Isso porque os novos editais de processo seletivo ensejaram deslocamentos territoriais entre as organizações sociais, nem sempre acompanhados por seu pessoal, que foi dispensado ou obrigado a se deslocar para o novo território, rompendo os laços construídos com a comunidade da região de saúde. Da perspectiva das relações de trabalho, duas são as situações ocorridas: ou os trabalhadores foram sumariamente dispensados, ou foram sub-rogados, sendo transferidos dos quadros funcionais de uma entidade para a outra. Da perspectiva das ações e serviços de saúde houve também prejuízo. Embora a substituição de profissionais de saúde pareça uma alteração singela, a depender do serviço ela pode ser desastrosa. Tomem-se como exemplo os equipamentos de saúde mental, como os Centros de Atenção Psicossocial (Caps), cujos pacientes, acompanhados anos a fio pela mesma equipe multiprofissional, recomeçaram seus acompanhamentos do zero, com novos profissionais, sem uma política de transição.
Isso revela o aspecto mais perverso do modelo de OSS: a socialização do prejuízo. Não bastasse o caráter problemático da sucessão entre entidades distintas para a continuidade da prestação desses serviços essenciais, o custo trabalhista com o pagamento de verbas rescisórias, ao fim e ao cabo, será custeado ou pelo erário público (quando pago) ou pelos empregados (quando não pago).
Não por outro motivo, neste contexto, a equipe mínima, contratualmente prevista, acaba por se tornar o padrão máximo para as contratações.
A exclusividade de critérios de avaliação quantitativos na seleção ocasiona ainda o fenômeno que tem sido verificado na sucessão de organizações sociais: o arrocho salarial. Não sendo realizada a sub-rogação do contrato de trabalho, dispensando os empregados da antiga OSS, geralmente a recontratação tem sido promovida a salários muito inferiores aos praticados.
Como se verifica, a falsa economia do modelo de OSS decorre do fato de os prejuízos do modelo serem suportados pulverizadamente não pelas entidades, que hoje formam verdadeiros oligopólios da saúde, mas pelos trabalhadores, que têm seus salários sistematicamente atados e jornadas de trabalho intensificadas para suprir a diminuição de quadros, e pela população, com a piora no atendimento.

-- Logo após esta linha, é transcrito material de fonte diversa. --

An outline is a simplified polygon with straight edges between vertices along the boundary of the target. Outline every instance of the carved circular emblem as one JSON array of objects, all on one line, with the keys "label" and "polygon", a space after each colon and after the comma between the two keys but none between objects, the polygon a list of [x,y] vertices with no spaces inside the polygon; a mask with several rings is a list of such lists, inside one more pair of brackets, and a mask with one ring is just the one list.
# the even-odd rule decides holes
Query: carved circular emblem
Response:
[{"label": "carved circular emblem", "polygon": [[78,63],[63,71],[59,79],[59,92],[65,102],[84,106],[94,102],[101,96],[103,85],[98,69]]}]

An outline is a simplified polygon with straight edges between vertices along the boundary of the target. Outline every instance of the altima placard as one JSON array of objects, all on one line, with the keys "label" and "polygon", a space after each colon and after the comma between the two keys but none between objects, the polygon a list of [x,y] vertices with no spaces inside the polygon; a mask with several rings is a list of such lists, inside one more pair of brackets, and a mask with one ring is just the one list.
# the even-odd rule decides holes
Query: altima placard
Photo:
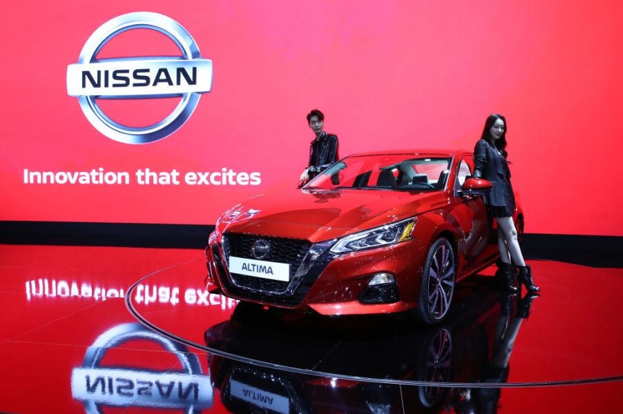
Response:
[{"label": "altima placard", "polygon": [[253,260],[253,259],[230,256],[229,272],[281,282],[290,280],[290,265],[287,263]]}]

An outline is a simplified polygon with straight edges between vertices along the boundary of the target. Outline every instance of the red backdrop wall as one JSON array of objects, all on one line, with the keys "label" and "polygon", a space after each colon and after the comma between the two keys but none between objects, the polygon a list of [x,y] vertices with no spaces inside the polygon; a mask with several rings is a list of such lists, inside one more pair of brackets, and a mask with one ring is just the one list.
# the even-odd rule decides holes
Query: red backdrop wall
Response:
[{"label": "red backdrop wall", "polygon": [[[247,197],[293,187],[326,114],[342,155],[472,148],[491,112],[506,115],[513,184],[528,233],[623,235],[623,3],[580,1],[111,0],[3,6],[0,219],[214,224]],[[165,14],[212,60],[211,92],[161,141],[111,140],[67,95],[66,72],[105,21]],[[179,54],[133,30],[100,57]],[[108,101],[112,117],[157,121],[175,99]],[[126,171],[128,185],[37,184],[23,170]],[[138,169],[257,172],[258,186],[140,185]]]}]

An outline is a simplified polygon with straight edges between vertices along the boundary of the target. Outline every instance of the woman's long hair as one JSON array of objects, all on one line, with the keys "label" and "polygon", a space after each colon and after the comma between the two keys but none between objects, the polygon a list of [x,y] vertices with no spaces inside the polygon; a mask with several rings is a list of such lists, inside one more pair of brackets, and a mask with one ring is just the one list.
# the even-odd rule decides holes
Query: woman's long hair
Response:
[{"label": "woman's long hair", "polygon": [[493,124],[495,124],[495,121],[498,119],[501,119],[504,123],[504,132],[502,134],[501,137],[494,141],[494,145],[495,146],[495,148],[502,153],[504,158],[506,158],[508,155],[508,153],[506,152],[506,132],[508,131],[508,124],[506,124],[506,118],[505,118],[504,115],[499,114],[491,114],[489,115],[487,118],[487,121],[485,122],[485,128],[482,130],[482,136],[480,139],[484,139],[487,142],[492,141],[491,134],[489,131],[491,130],[491,127],[493,126]]}]

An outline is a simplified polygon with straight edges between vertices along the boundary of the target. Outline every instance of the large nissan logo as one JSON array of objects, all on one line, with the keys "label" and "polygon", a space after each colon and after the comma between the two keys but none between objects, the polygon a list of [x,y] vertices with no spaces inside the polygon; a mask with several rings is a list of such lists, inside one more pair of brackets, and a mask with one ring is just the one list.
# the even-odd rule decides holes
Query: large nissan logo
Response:
[{"label": "large nissan logo", "polygon": [[256,240],[251,248],[251,253],[256,259],[264,259],[270,253],[270,241],[264,239]]},{"label": "large nissan logo", "polygon": [[[125,342],[143,339],[159,344],[178,357],[180,371],[158,371],[133,363],[110,366],[102,364],[108,350]],[[71,393],[90,413],[104,412],[103,407],[135,407],[184,409],[190,414],[212,406],[210,377],[204,375],[196,355],[188,348],[150,331],[140,324],[114,326],[95,339],[86,351],[82,366],[71,373]]]},{"label": "large nissan logo", "polygon": [[[164,34],[180,48],[181,57],[142,57],[97,59],[97,54],[115,36],[133,29]],[[67,93],[77,97],[87,119],[100,132],[125,144],[148,144],[180,129],[212,88],[212,61],[202,59],[190,34],[172,19],[148,12],[128,13],[95,30],[80,52],[78,63],[67,67]],[[110,99],[181,97],[166,118],[148,126],[122,125],[107,116],[96,98]]]}]

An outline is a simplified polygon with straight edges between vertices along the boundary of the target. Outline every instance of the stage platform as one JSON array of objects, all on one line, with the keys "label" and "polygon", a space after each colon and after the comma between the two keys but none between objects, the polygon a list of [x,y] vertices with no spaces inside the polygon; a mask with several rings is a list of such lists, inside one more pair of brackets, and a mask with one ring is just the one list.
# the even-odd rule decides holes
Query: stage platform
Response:
[{"label": "stage platform", "polygon": [[529,260],[540,297],[322,317],[204,288],[199,250],[0,246],[3,412],[611,412],[623,269]]}]

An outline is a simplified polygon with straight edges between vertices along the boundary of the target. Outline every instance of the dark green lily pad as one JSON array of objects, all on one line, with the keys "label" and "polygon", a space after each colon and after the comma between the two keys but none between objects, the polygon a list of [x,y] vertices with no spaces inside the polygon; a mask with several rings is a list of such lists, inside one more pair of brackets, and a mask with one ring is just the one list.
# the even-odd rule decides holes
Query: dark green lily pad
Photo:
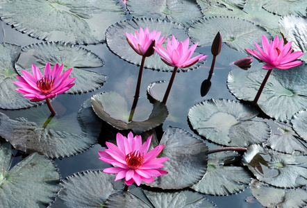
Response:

Quase dois anos depois do anúncio da reformulação do modelo municipal de OSS, o que vemos é a repetição de um ciclo de precarização do trabalho na área da saúde, em especial nas categorias não médicas. Mudar o modelo para arrochar salários e dispensar trabalhadores, sem reconhecimento da qualidade no atendimento, é mais do mesmo na história das políticas públicas de saúde do município, entre elas o fatídico antecessor das OSSs, o PAS.
A perversidade do modelo de OSS reside justamente na incapacidade de pensar a organização de um modelo público de saúde a longo prazo, incorrendo em um imediatismo destrutivo, e na invariável socialização do prejuízo que ele acarreta. Mudar para que tudo continue como está ainda é, afinal de contas, a nota central no arranjo político de São Paulo.
Ana Carolina Navarrete é mestra em Direitos Humanos pela Universidade de São Paulo, advogada orientadora do Departamento Jurídico XI de Agosto, pesquisadora do Projeto Muriel, militante e pesquisadora de temas relacionados a saúde e direitos humanos; e Gabriel Franco da Rosa é advogado de entidades sindicais, doutorando em Direito do Trabalho na Universidade de São Paulo, membro do Grupo de Pesquisa Trabalho e Capital da FD-USP e diretor do Sindicato dos Advogados.